Наши аргументы казались нам достаточно убедительными. Мы раскрыли перед общественностью одну из теневых сторон жизни, известную практически только тем, кого эта проблема непосредственно касается, и вправе были ожидать, что хоть что-то сдвинется с мертвой точки. Но нет, никаких изменений не произошло…

Совсем недавно, в конце 1997 года, Государственная Дума приняла Закон «Об актах гражданского состояния». Впервые в российской законодательной практике акт смены пола стал предметом правового регулирования! Но кое-что в тексте закона задело меня за живое. Я написал об этом статью. И вновь, как и четверть века назад, оказалось, что задача моя заключается в том, чтобы привлечь внимание общества к одной из сторон жизни, находящейся в глухой тени!

Приведу несколько отрывков из этого газетного выступления:

«С признаками половой двойственности являются на свет двое-трое из каждых ста новорожденных. Последнее время во всем мире этот процент растет. О явлениях, имеющих такую степень распространенности, начинают обычно кричать на всех перекрестках, проводить „круглые столы“. А тут – глухо. Общество делает вид, что даже не догадывается о присутствии этого глубоко несчастного меньшинства. Сама тема, опутанная паутиной нелепых домыслов и средневековых предрассудков, вызывает, похоже, одно лишь чувство брезгливого любопытства.

Энциклопедия Брокгауза и Эфрона (Спб, 1893 г.), со свойственной той эпохе стыдливостью, ограничивается одним лишь юридическим аспектом проблемы, но все равно содержит примечательную информацию. «Вопрос о принадлежности гермафродита к тому или другому полу представляет большой практический интерес, так как от решения его зависит общественное положение, действительность брака, наследственное и иные права данного лица». И это, оказывается, еще минимум сто лет назад учитывали законодатели во всех европейских странах.

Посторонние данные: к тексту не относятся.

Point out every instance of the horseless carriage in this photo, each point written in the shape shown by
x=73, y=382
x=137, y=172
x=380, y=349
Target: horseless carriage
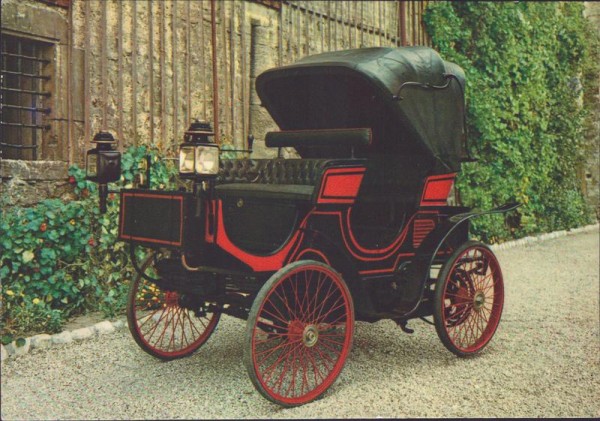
x=357, y=229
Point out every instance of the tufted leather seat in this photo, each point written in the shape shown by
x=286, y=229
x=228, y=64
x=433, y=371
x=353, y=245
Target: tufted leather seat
x=306, y=172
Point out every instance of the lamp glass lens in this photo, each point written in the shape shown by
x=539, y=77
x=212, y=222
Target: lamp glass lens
x=91, y=165
x=207, y=159
x=186, y=159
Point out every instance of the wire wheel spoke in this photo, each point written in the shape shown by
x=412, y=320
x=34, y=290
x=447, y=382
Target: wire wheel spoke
x=313, y=310
x=167, y=324
x=469, y=299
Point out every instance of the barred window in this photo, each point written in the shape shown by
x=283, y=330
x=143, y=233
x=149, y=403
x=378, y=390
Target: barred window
x=24, y=100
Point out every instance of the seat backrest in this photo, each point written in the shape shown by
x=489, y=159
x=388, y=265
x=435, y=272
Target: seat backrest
x=322, y=138
x=271, y=171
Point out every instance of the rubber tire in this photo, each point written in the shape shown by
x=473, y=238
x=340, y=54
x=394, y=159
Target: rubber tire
x=438, y=300
x=132, y=323
x=256, y=307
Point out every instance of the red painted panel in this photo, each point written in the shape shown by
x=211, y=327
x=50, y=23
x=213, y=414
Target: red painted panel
x=341, y=185
x=436, y=190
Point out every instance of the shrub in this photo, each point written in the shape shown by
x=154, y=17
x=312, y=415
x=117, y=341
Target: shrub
x=523, y=62
x=60, y=259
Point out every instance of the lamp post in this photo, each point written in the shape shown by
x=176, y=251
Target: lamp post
x=103, y=164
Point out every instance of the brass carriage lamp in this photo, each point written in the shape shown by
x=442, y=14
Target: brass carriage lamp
x=103, y=164
x=198, y=155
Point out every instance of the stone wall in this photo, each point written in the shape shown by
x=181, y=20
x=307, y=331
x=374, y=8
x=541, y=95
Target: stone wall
x=144, y=69
x=25, y=183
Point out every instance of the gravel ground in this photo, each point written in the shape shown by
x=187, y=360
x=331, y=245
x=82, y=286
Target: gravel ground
x=543, y=362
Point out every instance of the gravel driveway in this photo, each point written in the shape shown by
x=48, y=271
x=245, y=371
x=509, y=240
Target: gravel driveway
x=543, y=362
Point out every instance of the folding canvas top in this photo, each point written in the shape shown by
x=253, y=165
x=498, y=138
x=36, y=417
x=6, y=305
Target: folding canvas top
x=411, y=99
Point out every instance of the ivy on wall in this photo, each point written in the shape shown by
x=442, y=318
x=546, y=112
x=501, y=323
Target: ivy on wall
x=60, y=259
x=526, y=65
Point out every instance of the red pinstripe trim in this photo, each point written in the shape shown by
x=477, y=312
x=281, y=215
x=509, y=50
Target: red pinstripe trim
x=257, y=263
x=309, y=250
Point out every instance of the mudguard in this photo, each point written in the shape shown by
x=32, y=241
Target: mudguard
x=417, y=273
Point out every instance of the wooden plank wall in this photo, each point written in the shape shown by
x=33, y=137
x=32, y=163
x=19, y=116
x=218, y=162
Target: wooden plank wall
x=147, y=65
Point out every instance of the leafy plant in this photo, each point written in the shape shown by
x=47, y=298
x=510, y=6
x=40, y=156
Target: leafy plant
x=60, y=259
x=526, y=64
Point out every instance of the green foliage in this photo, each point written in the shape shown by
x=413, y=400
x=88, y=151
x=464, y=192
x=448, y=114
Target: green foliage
x=59, y=259
x=525, y=63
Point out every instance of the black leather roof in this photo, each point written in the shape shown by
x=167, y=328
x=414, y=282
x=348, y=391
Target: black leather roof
x=359, y=88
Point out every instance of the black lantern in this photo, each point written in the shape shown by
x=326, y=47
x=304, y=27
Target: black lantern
x=103, y=164
x=198, y=154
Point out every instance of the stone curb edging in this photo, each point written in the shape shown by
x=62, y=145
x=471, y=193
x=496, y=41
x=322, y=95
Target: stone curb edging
x=543, y=237
x=45, y=341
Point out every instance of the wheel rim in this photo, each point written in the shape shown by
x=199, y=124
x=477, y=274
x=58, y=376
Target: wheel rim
x=164, y=326
x=473, y=298
x=302, y=335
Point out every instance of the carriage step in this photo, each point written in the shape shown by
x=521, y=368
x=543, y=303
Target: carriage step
x=403, y=325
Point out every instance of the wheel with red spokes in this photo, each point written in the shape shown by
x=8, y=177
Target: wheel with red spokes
x=167, y=324
x=299, y=333
x=469, y=297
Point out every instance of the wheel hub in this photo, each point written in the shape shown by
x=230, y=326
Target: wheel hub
x=478, y=300
x=171, y=298
x=310, y=336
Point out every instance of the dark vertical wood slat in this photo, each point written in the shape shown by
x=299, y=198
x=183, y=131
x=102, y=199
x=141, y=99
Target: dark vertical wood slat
x=307, y=25
x=70, y=134
x=224, y=44
x=120, y=75
x=329, y=25
x=104, y=65
x=244, y=66
x=134, y=71
x=379, y=22
x=279, y=34
x=213, y=22
x=322, y=30
x=414, y=22
x=86, y=74
x=203, y=64
x=402, y=23
x=335, y=27
x=175, y=81
x=34, y=86
x=298, y=40
x=232, y=72
x=163, y=90
x=151, y=62
x=362, y=22
x=188, y=36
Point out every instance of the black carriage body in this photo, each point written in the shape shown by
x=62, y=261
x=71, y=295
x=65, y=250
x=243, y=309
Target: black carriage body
x=381, y=137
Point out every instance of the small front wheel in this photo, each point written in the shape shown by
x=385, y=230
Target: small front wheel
x=469, y=296
x=299, y=333
x=167, y=324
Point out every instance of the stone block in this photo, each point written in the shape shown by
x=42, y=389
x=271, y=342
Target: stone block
x=62, y=338
x=19, y=347
x=41, y=341
x=83, y=333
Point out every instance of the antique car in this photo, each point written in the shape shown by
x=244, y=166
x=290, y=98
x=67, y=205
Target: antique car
x=358, y=227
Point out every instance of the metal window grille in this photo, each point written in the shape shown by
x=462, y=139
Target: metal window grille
x=24, y=97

Установление пола, его изменение – все эти коллизии отражались в законе. Везде – кроме России. «Русское законодательство, – цитирую энциклопедию, – совершенно умалчивает о данном предмете».

Эта позиция остается неизменной. Перемена пола – акт, имеющий колоссальное правовое значение. Но никакими юридическими нормами связанные с ним процедуры не регулируются.